Even when cameras and recorders are allowed in, the press briefing has become a Cliff Notes version, yielding little, if any, useful information. Spicer’s briefing on Monday may have set a record for brevity — he took questions for less than 11 minutes. Among his responses to 22 questions, he cited previous presidential statements, deferred answering or said he didn’t know 11 times.
“One major change [from previous administrations] is the hostility emanating from the administration for certain members of the press,” said April Ryan, who has covered the White House since President Bill Clinton’s last term. Ryan said Mike McCurry, Clinton’s press secretary, once described the White House’s interactions with the media as “a friendly adversarial relationship. Nowadays the friendly has been dropped from that analogy.”
Larry Sabato, the director of the University of Virginia’s Center for Politics, whose opinion I generally respect, says that perhaps the daily press briefings no longer have value:
“Particularly in this administration, most of what you hear in a press secretary’s press conference, in that daily briefing, is misrepresentations, outright lies, and propaganda. And, on the whole, I think people would do better without that.”
I certainly agree with the first part of his statement, but disagree that we would do better without them. The press briefings are the chance to at least attempt to pin down the administration, to hold them accountable. Martha Kumar, a professor who studies White House communications, also disagrees with Sabato, saying …
“The briefing is an opportunity to hold people accountable, and just knowing that reporters are going to ask questions, that becomes part of policy thoughts and discussions within an administration.”
The level of secrecy within the administration is unprecedented. According to a Washington Post article this evening, in addition to the secrecy surrounding the senate health care bill, numerous federal agencies are refusing to share internal documents with Congress, Trump is still refusing to release his tax returns, visitor logs are no longer released by the White House, and Trump even refuses to admit whether he played golf on the weekends. “More and more in the Trump era, business in Washington is happening behind closed doors.
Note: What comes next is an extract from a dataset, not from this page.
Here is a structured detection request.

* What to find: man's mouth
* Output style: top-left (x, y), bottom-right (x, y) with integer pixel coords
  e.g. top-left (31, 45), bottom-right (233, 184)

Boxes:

The federal government’s leaders are hiding from public scrutiny — and their penchant for secrecy represents a stark departure from the campaign promises of Trump and his fellow Republicans to usher in newfound transparency.”
Even outgoing Republican Representative Jason Chaffetz said, “I see a bureaucracy that doesn’t want documents and the truth out the door . . . and just flipping the middle finger at Congress.”
I already believe Trump and his White House staff are guilty of gross abuses of power, lies, secrecy and deflection. Can you imagine how much worse it could be if there were no oversight by the press? If nobody had to answer, or at least pretend to answer the tough questions? Once we take away oversight by the press, we have opened the door for far more corruption than currently exists. We have opened the door from which our democratic freedoms will exit.